In France, ready-to-wear brands stick out their tongues. The Naf Naf brand was placed in receivership on Wednesday, indebted in particular due to unpaid rents during the Covid crisis. Positioned in the mid-range, Naf Naf is a French ready-to-wear brand, is a French brand launched in 1973 by two brothers and now owned by the Franco-Turkish group SY employs 660 people in France, owns 135 stores and posted a turnover of 141 million euros in 2022, “growing”, said a spokesperson at the end of August.

But it is heavily in debt, in particular due to unpaid rent since 2020, and was placed in receivership on Wednesday by the Bobigny commercial court, with an observation period of six months. “The rents have generally been paid” but the company is in negotiations with certain landlords to reassess them downwards, “in particular in the shopping centers” where they are “no longer in line with the turnover”, explained the lawyer of the group Virginie Dupé, of the firm Hyest.

35 positions cut last June

Naf Naf’s debts now stand at 60 million euros, according to a source familiar with the matter. The company had already been placed in receivership in May 2020 and taken over by the Franco-Turkish group SY International, which is still its shareholder and which employs 1,500 people directly worldwide.
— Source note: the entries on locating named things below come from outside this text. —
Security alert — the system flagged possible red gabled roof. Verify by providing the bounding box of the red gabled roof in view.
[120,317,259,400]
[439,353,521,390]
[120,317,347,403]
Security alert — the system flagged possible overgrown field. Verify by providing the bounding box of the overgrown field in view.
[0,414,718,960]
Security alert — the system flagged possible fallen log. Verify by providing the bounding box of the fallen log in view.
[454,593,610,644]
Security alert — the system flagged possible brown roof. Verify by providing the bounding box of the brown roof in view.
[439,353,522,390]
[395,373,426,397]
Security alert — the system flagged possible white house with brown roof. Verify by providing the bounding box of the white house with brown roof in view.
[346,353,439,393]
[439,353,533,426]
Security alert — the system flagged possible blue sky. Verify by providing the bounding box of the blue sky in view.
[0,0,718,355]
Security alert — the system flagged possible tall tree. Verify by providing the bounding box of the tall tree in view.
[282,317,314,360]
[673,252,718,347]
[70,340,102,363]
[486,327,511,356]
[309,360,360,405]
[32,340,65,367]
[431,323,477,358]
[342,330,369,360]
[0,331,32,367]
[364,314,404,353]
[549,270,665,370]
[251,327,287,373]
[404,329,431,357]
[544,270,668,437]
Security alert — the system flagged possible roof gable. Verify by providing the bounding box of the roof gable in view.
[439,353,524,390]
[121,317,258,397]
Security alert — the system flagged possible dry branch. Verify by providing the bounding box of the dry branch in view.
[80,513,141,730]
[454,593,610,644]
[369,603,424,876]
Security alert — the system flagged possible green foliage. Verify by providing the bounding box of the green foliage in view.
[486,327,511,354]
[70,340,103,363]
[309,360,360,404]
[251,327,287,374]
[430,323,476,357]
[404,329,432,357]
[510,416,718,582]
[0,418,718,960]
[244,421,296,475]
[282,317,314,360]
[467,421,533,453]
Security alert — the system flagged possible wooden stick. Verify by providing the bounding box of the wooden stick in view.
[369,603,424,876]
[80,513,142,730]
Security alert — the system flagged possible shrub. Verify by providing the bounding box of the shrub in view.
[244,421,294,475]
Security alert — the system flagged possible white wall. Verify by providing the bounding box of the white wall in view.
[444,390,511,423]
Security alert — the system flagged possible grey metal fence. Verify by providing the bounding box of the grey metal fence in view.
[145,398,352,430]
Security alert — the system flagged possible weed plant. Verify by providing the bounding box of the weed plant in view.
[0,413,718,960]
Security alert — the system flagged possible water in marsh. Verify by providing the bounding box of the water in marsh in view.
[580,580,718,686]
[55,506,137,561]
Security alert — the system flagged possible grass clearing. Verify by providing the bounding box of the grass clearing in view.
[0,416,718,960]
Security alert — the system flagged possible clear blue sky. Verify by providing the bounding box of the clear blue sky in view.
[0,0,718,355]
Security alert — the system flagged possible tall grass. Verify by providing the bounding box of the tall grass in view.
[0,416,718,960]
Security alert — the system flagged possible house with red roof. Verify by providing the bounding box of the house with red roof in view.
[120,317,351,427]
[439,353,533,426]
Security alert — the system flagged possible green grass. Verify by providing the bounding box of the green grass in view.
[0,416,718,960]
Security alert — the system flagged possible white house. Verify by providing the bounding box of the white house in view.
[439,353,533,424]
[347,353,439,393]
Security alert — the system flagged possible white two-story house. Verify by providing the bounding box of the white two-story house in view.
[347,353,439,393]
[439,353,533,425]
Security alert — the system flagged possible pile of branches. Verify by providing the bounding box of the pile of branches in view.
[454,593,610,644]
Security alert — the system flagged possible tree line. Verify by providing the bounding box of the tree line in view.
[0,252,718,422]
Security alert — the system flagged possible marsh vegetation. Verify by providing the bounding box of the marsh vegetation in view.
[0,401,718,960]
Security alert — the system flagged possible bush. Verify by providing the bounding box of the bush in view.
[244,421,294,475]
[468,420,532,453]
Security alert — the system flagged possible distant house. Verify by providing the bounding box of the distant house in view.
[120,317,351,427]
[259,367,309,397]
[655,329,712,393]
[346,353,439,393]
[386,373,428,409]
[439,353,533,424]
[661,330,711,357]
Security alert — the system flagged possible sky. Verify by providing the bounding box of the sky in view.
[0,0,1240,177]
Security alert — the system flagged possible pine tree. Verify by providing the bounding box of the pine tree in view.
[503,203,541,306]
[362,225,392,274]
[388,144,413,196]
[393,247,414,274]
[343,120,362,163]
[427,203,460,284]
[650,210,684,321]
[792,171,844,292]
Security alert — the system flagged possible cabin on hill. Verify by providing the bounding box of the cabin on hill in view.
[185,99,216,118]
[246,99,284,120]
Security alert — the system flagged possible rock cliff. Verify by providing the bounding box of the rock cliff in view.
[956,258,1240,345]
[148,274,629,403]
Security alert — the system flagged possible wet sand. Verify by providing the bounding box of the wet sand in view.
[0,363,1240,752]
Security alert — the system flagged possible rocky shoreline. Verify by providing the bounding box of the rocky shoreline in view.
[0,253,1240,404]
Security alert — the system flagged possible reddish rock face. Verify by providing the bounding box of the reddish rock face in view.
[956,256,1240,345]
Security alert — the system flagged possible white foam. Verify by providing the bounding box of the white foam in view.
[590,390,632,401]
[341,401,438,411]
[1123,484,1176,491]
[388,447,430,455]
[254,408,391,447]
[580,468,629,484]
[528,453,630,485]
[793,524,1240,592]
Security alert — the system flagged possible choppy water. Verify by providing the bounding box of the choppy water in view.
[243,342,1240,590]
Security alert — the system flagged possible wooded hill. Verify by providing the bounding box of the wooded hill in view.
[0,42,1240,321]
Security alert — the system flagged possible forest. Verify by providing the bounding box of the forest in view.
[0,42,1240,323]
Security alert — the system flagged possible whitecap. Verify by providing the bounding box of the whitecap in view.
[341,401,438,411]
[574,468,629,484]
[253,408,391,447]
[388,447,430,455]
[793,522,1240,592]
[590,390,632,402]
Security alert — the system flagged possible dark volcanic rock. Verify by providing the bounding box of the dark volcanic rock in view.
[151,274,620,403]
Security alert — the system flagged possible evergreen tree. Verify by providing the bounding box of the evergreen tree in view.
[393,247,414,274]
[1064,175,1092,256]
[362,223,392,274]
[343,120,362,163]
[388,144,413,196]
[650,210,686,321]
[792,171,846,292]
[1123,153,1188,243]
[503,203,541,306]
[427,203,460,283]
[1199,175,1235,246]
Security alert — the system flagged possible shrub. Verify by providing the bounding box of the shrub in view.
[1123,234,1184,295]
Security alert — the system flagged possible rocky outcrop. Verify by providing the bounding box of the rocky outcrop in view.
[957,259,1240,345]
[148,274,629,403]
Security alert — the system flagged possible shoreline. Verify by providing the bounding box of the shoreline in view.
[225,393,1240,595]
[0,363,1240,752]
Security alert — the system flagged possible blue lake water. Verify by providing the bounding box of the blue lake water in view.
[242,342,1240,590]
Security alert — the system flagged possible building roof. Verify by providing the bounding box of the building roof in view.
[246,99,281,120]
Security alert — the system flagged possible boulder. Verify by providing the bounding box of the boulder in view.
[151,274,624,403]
“We know that there will be store closures, a priori twenty, and a new PSE at headquarters, which will move”, fears Angélique Idali, secretary of the CSE and CGT union representative. The company had already cut 35 jobs in June as part of a PSE. The ready-to-wear sector in France has been shaken for several months by a violent crisis.

Camaïeu, Kookaï, Burton of London, Gap France, André, San Marina, Kaporal, Don’t Call Me Jennyfer, Du Pareil au Même and Sergent Major… These brands well known to French consumers suffered from an explosive cocktail: pandemic, inflation, rising costs of energy, raw materials, rents and wages, or even competition from second-hand and fast fashion.